Because of lack of access to antibodies that would recognize the cytoplasmic part of mouse H-2Kb and for versatility reasons, in these proof-of-concept in vitro and in vivo experiments, we used tag-specific antibodies. Future studies should consider antibodies that recognize cytoplasmic portion of the Kb or target beta-2 microglobulin to capture the peptide-MHC-I complexes from C57BL/6 mouse samples. For human studies and for the generation of human aAPCs the W6/32 pan HLA-I antibody could prove to be a good candidate. Viral proteins that interact with the cytoplasmic portion of HLA-I could be also a viable option for affinity purification of peptide-MHC-I repertoire and generation of aAPCs.

In theory this technique can be applied to achieve both immunogenic and tolerogenic immune responses. AAPCs generated from normal cells or cells pulsed with self-antigen and combined with inhibitory signals and cytokines should generate antigen-specific regulatory T cell responses (prevent or treat autoimmune diseases). Along the same logic aAPCs could be generated to treat allergy or used as preventative vaccines to fight infectious diseases.

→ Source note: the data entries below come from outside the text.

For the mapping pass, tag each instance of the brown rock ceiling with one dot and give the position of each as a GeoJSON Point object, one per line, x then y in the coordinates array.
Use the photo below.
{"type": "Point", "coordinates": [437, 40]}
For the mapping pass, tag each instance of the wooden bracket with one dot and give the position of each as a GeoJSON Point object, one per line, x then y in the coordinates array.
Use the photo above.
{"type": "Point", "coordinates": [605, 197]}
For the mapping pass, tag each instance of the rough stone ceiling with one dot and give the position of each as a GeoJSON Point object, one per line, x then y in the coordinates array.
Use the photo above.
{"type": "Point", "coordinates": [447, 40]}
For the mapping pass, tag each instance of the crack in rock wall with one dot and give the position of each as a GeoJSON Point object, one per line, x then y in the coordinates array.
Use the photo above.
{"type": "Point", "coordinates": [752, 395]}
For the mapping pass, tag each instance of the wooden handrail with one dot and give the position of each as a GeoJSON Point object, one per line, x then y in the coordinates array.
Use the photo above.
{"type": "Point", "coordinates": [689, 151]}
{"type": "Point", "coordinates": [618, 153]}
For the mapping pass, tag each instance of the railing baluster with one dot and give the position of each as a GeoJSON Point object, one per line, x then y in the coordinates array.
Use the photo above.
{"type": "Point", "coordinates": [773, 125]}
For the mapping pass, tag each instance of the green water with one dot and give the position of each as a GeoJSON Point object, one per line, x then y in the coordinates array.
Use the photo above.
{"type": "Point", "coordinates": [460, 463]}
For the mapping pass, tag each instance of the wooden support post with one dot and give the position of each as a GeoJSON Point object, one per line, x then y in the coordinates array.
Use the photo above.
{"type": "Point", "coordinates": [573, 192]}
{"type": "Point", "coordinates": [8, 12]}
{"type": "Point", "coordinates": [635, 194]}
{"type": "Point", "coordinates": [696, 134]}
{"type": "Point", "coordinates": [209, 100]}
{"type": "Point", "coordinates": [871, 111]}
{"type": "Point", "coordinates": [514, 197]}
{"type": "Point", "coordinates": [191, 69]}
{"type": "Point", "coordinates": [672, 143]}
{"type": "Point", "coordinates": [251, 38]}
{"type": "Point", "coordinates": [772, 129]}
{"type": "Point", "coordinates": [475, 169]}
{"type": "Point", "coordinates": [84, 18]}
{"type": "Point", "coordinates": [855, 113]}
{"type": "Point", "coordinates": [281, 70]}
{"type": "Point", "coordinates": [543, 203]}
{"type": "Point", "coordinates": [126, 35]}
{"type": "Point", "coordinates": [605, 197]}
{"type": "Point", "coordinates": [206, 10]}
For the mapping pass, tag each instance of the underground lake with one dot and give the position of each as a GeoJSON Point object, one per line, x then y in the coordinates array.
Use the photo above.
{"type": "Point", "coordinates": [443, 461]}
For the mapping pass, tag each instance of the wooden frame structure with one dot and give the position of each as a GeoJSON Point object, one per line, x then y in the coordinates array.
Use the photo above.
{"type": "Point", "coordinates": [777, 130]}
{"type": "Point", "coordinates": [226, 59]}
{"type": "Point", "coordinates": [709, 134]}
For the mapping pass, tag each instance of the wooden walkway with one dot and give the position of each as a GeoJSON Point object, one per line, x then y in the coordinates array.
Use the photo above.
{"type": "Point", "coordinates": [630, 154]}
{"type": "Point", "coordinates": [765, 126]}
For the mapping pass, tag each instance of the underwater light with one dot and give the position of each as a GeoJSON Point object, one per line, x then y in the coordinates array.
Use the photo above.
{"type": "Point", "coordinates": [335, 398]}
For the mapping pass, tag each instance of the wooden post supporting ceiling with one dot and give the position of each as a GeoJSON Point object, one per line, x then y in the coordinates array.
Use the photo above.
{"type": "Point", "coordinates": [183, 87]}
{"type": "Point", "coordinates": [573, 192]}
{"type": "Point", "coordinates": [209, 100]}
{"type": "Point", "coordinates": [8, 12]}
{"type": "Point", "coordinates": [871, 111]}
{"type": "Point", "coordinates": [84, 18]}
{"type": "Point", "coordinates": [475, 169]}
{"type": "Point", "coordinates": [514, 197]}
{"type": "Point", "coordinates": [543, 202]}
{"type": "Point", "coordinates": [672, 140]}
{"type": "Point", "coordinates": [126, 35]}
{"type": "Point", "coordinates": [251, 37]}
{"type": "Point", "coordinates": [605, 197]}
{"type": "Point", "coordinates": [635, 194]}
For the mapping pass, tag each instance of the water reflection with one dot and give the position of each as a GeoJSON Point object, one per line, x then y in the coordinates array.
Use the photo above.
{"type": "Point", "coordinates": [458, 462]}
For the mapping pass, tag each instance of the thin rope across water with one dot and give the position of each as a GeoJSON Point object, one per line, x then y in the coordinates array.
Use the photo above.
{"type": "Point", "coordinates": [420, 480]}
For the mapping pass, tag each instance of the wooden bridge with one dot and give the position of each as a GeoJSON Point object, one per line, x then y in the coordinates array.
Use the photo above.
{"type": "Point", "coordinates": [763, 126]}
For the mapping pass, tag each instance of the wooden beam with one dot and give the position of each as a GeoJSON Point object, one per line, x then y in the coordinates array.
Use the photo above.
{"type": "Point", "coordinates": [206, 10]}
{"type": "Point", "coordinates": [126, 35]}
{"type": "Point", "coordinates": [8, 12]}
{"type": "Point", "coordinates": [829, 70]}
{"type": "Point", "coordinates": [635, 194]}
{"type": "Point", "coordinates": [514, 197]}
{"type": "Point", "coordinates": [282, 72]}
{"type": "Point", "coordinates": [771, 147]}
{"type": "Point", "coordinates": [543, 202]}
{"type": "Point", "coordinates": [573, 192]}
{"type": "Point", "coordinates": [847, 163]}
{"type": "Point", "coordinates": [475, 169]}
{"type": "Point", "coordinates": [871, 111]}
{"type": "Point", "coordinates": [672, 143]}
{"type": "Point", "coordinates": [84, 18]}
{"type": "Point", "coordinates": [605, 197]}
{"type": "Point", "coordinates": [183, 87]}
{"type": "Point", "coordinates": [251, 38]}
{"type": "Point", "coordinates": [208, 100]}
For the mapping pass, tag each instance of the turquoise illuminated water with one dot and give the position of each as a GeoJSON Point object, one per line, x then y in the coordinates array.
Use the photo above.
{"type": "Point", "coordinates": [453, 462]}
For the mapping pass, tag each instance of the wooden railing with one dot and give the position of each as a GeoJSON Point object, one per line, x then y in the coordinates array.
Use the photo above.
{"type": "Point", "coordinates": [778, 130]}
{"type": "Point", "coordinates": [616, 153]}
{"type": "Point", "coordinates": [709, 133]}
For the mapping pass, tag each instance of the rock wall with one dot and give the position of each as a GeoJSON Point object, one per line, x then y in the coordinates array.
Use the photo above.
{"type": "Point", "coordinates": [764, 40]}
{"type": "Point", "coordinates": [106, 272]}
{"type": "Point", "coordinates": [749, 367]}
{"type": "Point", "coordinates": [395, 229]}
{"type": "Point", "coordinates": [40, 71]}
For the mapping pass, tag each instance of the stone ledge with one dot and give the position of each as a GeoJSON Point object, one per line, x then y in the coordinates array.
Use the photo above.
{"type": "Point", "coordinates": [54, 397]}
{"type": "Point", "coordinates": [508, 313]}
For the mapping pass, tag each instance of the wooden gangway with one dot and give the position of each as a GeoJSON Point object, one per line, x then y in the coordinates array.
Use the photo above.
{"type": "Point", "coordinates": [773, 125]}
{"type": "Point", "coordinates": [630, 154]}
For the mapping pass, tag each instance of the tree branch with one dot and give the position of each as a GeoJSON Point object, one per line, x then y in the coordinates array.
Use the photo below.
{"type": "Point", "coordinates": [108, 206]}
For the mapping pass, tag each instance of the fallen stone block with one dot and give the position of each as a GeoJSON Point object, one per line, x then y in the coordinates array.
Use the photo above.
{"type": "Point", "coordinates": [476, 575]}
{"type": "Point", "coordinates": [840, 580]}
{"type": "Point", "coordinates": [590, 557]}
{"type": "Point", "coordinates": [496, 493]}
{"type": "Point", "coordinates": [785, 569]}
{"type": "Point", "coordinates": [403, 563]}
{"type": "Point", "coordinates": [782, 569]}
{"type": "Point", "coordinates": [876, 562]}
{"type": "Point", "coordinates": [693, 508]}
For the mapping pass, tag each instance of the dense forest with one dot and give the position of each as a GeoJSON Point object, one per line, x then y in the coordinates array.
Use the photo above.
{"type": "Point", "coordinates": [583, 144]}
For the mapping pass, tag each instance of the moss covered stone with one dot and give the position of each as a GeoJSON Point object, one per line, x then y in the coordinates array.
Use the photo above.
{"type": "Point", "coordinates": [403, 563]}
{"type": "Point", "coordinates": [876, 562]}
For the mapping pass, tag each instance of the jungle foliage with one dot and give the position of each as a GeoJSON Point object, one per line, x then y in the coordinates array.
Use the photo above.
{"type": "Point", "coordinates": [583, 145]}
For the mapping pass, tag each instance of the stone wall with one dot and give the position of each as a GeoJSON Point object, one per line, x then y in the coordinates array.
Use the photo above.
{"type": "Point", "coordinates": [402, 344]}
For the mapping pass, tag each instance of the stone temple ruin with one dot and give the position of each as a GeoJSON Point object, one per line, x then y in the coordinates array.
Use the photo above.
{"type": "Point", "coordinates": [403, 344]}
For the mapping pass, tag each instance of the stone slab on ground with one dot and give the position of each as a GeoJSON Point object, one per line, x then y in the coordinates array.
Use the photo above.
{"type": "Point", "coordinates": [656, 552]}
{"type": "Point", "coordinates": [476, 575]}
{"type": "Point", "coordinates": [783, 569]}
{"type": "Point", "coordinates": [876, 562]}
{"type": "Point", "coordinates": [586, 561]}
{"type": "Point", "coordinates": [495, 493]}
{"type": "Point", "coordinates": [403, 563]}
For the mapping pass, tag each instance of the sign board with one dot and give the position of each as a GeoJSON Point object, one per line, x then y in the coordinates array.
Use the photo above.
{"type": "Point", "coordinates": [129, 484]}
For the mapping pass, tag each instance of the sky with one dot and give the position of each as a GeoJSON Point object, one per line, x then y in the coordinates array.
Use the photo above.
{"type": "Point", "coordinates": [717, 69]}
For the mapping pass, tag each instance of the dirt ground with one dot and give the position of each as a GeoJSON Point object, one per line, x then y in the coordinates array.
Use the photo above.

In summary, here we presented the scientific community with a concept that has the potential to revolutionize cancer vaccines and make it affordable to anybody in matter of days giving a chance also to the patients with very limited time on their hands. Of course, more research will be needed to perfect this technology, including but not limited to carrier’s characteristics (material, size, shape, in vivo half-life, controlled release etc.), co-stimulatory molecules, cytokines and chemokines to use, route of delivery etc.